A maioria dos brasileiros, ao pensar o momento da declaração da independência, tem a imagem de Américo na cabeça. Isso acontece, principalmente, pois o artista, intencionalmente, retratou a declaração da independência de um modo a monumentalizar o evento. Torna-lo épico e grandioso.

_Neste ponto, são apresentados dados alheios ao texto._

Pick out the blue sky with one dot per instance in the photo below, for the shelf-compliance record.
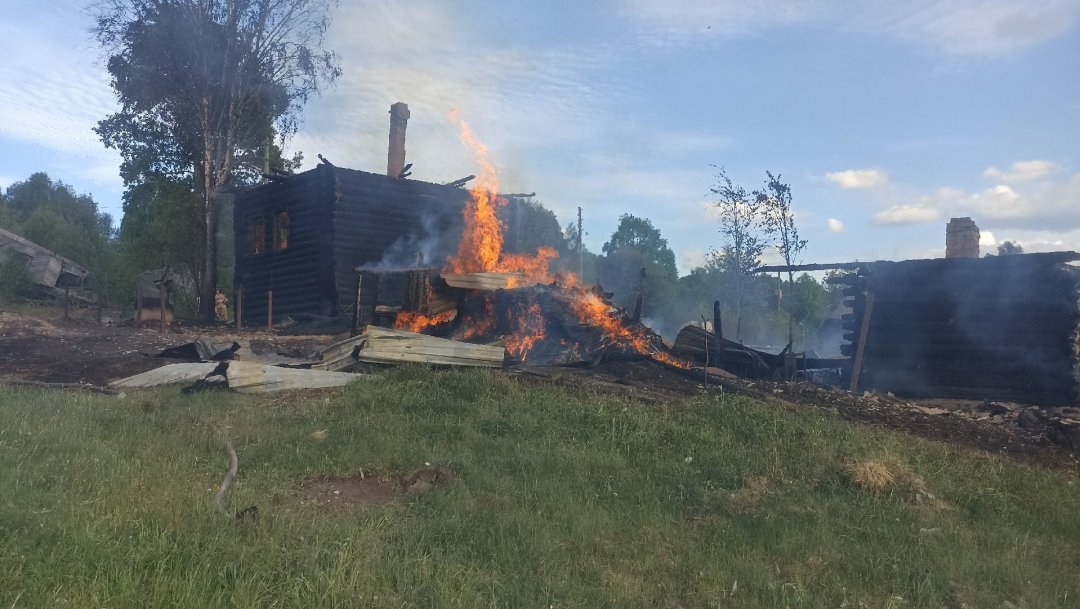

Na época em que o quadro foi inaugurado, em Florença, com a presença de figuras como D. Pedro II e a Rainha Vitória do R.U., Pedro Américo gerou grande desconforto entre os historiadores, que, inspirados num método positivista, buscavam ao máximo a precisão histórica. Mesmo que o quadro não tivesse grande repercussão à época, entre os acadêmicos do Instituto Histórico e Geográfico Brasileiro (IHGB) houve murmúrio. O pintor, mesmo tendo feito o quadro na Itália, veio à várzea do Ipiranga, no estado de São Paulo, para um estudo de topografia, hidrografia, os animais e outros aspectos para pintar uma obra gritante. Porém, muito do quadro em questão é extremamente inverossímil levando em conta a época:
- Na época, a região era uma ribanceira isolada sem praticamente nada;
- Não havia cavalos puros-sangues na região, que além de isolada é no topo de uma serra, que exige a tração por mula;
- O uniforme dos soldados que acompanham o imperador não existia. Hoje, os "Dragões da Independência" usam um uniforme inspirado na invenção de Pedro Américo;
- A comitiva que acompanhava D. Pedro I era bastante menor que a apresentada no quadro;
- O evento foi marcado pela indisposição e as dores intestinais de Pedro I, tornando impossível a posição sadia e eloquente do personagem.
Porém, esse tipo de crítica feita ao quadro, pintado 60 anos depois do evento acontecer, pouco abalou Pedro Américo. Numa carta aberta, o pintor expressou sua relação com a coerência histórica metódica para provar o ponto de que sua obra não se dedica à precisão metodológica.
Pedro Américo coloca aos historiadores que não há sentido em ser historicamente fiel em seu ofício: ao pintar os quadros-monumento para a História da Nação, ele não se dedicaria a criar quadros fiéis ao passado, que não passavam a ideia que ele achava essencial. O Grito do Ipiranga quer trazer a grandiosidade do evento para ensinar e convencer quem o vê de que o momento da independência por Pedro I deve ter uma relevância celebrável. O povo deve ver o quadro e sentir-se bem com a História do país e aprender sobre esses "grandes homens". Para isso, ele não poderia pintar um aristocrata mal vestido e com dor de barriga, montado numa mula na beira de um riacho.
Toda a configuração desse quadro tenta criar uma narrativa sobre o passado, uma versão do evento com seus próprios fins. Numa rápida análise, por exemplo, vemos que existe um centro no quadro, preenchido por militares em conjunto e em movimento, ativos, e uma periferia na imagem, em que aparecem membros da população comum, que observa passivamente o evento grandioso. Com isso, se apaga toda luta popular contra Portugal e se acentua a narrativa, errônea, de que a independência foi iniciativa única do filho do Imperador e que foi consumada com paz e negociata.
Os elementos do quadro criam significados que possuem um sentido ao mesmo tempo pedagógico e ufanista. É uma das características da pintura monumental histórica que, assim como funciona hoje o cinema e a televisão, era um dos principais veículos da época no quesito entretenimento educativo. Esse tipo de arte assumiu um papel de destaque no século XIX na formação política, artística e sobre a história entre os que tinham acesso a esse tipo de arte. Esse é um dos motivos do poder que a imagem de Pedro Américo tem até hoje na visão histórica dos brasileiros, até mais do que a visão dos historiadores sobre o evento.